J’ai donc cru bon d’évoquer là-dessus la fameuse expérience avec les rats qui reçoivent des petits chocs électriques dans trois situations différentes tel qu’Alain Resnais l’avait reconstituée dans le film Mon oncle d’Amérique. J’ai aussi rappelé que pour Laborit, loin d’être un geste d’évitement ou de lâcheté, la fuite demeure bien souvent une question de survie. Mais comment fuir dans une société tissée serrée comme la nôtre avec toutes ses contraintes économiques, sociales ou familiales ? Laborit prônait une fuite devenue possible pour les êtres humains avec leur gros cerveau aux vastes cortex associatifs : la fuite dans l’imaginaire. Celle-ci peut prendre plusieurs formes pas toujours heureuses, comme celle des paradis artificiels temporaires produits par la prise de substances psychoactives mais souvent addictives, des formes de névrose, de psychose, ou même, fuite ultime, le suicide. Mais l’imaginaire dont parlait surtout Laborit était celui de la créativité humaine, que ce soit la création artistique ou scientifique comme lui l’a fait toute sa vie (Laborit a écrit de la poésie et a peint toute sa vie), la création d’un mode de vie personnel original ou de structure sociale moins aliénantes et plus orientées vers le bien commun. Bref n’importe quoi qui nous permet d’agir, même le sport ou l’amour, qui peuvent aussi aider à fuir temporairement des contraintes sociales oppressantes.

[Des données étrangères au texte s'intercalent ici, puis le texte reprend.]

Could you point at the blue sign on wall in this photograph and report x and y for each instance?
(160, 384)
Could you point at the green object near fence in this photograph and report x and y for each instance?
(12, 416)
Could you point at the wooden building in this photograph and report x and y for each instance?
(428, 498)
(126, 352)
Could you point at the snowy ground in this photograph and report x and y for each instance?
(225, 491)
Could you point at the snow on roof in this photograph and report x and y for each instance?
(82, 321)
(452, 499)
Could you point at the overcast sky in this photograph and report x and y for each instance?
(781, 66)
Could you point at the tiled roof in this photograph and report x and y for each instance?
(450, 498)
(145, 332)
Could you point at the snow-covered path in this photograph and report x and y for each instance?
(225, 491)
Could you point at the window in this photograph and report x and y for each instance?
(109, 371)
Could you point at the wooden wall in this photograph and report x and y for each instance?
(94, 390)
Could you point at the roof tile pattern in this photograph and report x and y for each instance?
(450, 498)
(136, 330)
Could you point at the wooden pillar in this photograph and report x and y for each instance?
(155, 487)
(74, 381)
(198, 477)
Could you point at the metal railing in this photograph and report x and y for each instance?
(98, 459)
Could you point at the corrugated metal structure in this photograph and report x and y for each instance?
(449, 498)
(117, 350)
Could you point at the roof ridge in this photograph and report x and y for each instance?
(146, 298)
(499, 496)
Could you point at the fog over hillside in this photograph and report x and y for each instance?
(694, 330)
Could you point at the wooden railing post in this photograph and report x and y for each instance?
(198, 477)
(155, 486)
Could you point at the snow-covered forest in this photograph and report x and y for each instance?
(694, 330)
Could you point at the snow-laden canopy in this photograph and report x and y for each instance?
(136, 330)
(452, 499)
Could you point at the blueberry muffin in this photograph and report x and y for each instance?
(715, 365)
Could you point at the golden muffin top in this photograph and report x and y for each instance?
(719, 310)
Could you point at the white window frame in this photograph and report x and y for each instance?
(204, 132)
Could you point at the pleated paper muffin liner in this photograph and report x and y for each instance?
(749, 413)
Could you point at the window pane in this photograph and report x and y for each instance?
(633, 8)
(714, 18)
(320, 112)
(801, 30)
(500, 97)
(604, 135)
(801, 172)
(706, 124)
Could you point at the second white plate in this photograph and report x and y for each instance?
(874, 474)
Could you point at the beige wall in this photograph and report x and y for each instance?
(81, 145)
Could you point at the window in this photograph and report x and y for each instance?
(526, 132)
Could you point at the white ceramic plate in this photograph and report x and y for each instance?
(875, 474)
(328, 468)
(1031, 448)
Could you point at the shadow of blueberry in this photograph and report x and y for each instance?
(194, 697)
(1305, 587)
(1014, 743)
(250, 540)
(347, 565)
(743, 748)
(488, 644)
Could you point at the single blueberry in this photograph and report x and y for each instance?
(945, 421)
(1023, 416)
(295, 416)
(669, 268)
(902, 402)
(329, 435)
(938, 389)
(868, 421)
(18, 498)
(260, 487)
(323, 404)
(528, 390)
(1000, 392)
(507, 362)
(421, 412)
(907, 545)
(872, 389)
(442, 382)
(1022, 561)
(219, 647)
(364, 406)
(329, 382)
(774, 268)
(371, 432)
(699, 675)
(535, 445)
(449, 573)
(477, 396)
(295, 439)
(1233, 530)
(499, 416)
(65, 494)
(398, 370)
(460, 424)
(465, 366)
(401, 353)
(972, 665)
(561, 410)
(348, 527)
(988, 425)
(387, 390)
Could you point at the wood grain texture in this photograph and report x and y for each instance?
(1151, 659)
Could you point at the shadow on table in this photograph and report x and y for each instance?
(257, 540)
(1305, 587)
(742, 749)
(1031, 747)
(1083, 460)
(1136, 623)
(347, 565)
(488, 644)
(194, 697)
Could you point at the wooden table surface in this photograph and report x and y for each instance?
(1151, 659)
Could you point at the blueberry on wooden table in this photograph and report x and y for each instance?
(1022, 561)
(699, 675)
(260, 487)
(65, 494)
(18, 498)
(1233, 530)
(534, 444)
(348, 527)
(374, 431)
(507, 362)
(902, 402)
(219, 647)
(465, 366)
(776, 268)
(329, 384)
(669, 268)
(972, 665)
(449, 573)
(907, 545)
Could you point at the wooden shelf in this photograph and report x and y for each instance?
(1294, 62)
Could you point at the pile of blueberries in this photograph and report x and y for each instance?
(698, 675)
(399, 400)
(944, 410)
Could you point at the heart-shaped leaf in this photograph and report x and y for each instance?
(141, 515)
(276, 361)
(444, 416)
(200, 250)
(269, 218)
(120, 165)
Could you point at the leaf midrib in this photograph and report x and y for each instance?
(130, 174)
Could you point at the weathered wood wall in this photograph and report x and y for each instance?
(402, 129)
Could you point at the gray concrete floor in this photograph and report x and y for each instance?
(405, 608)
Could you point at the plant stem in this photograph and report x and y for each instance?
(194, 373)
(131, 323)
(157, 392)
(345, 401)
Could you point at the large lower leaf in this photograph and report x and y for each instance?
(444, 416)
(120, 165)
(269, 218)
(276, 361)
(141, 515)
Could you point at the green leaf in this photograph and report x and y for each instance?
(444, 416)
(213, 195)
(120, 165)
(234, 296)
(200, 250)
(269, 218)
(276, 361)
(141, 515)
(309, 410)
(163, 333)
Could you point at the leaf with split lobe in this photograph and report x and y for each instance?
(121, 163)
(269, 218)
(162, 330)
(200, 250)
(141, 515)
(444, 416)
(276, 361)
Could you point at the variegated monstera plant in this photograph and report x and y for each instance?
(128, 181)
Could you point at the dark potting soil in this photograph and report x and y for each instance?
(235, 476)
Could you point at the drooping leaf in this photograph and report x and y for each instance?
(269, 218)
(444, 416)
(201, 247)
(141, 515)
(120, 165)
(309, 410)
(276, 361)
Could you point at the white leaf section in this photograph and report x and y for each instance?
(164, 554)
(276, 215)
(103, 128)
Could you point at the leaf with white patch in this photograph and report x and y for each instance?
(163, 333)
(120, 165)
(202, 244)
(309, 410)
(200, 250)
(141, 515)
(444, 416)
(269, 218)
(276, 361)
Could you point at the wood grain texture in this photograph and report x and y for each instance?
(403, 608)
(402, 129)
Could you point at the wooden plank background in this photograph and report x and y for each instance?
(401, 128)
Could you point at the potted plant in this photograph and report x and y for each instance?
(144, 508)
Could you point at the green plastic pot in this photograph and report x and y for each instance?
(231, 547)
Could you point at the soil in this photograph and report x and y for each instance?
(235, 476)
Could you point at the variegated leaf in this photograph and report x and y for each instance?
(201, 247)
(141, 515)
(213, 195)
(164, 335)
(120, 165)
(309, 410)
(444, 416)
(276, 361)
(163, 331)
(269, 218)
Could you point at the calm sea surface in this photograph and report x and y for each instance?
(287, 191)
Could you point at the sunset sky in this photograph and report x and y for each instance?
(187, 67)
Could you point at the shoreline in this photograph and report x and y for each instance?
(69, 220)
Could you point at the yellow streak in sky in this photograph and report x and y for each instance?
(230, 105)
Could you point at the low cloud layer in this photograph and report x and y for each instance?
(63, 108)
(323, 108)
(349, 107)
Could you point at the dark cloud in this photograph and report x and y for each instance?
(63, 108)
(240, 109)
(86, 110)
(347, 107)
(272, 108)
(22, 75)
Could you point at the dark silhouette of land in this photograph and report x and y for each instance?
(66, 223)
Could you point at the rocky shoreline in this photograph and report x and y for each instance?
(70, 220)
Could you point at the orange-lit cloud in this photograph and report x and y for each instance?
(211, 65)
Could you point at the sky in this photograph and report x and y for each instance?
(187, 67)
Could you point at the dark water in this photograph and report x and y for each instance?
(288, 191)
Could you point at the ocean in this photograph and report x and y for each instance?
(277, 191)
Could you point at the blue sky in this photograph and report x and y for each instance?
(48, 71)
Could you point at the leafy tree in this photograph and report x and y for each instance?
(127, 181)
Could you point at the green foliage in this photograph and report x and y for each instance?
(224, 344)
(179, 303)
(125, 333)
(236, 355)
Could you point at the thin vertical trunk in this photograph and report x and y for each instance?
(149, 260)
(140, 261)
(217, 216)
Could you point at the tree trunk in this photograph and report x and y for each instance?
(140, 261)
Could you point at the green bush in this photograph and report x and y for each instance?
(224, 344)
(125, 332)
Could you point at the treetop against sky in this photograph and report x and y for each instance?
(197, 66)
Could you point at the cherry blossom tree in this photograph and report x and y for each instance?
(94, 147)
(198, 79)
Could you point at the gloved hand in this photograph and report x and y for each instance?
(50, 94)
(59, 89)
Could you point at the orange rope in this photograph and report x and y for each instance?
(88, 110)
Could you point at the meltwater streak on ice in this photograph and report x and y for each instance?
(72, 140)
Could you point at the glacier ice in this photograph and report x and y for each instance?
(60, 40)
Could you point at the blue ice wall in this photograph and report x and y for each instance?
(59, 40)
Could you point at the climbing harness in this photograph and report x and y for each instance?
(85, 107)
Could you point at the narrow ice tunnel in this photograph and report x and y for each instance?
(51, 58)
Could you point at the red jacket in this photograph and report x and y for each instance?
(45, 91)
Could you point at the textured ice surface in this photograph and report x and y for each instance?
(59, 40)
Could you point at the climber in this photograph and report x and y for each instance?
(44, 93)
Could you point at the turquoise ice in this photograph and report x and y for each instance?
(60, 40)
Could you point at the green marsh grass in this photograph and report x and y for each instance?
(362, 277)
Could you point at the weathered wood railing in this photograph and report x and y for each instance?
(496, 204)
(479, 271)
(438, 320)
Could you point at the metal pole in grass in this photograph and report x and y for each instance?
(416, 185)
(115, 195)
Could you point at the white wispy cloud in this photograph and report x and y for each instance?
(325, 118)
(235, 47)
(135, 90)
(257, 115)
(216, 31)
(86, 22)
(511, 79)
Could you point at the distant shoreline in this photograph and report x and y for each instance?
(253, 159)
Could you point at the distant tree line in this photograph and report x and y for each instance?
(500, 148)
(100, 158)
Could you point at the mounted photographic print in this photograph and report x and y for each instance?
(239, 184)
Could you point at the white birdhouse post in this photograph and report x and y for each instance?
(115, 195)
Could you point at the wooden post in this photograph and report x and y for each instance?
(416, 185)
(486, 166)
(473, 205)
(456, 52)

Parlant d’amour, ce n’est pas la première fois que Jean-Philippe Pleau fait la part belle à Laborit dans ses émissions. Il l’avait fait une première fois en 2019 alors qu’il co-animait alors l’émission « C’est fou » avec le regretté Serge Bouchard en y évoquant quelques réflexions de Laborit sur la question de l’amour. Comme je l’écrivais à l’époque :

” C’est sûr que “la dépendance du système nerveux à une action gratifiante réalisée grâce à la présence d’un autre être dans notre espace”, comme l’écrit Laborit, c’est pas nécessairement ce qu’on dit à l’être aimé en lui offrant des roses… Mais bon, c’est quand même plus lucide que la plupart des définitions sur le marché ! “

Je crois que c’est d’ailleurs cette lucidité qui avait également séduit Pleau et Bouchard alors que, en février 2021, quelques mois à peine avant le décès de ce dernier, ils citaient une fois de plus plusieurs passages de l’Éloge de la fuite, cette fois-ci tirés du chapitre « Le sens de la vie ». 

Et parlant cette fois de lucidité, la réflexion de Jean-Philippe Pleau qui termine l’émission s’intitulait hier « On parle toujours de quelque part » et présentait quelques idées du sociologue Geoffroy de Lagasnerie associé à la nouvelle gauche radicale française. Un auteur que je ne connaissais pas et dont les analyses sur la violence étatique, comme source de souffrances physiques et psychiques multiples sous vernis et caution de démocratie libérale, n’auraient certainement pas déplu à Laborit…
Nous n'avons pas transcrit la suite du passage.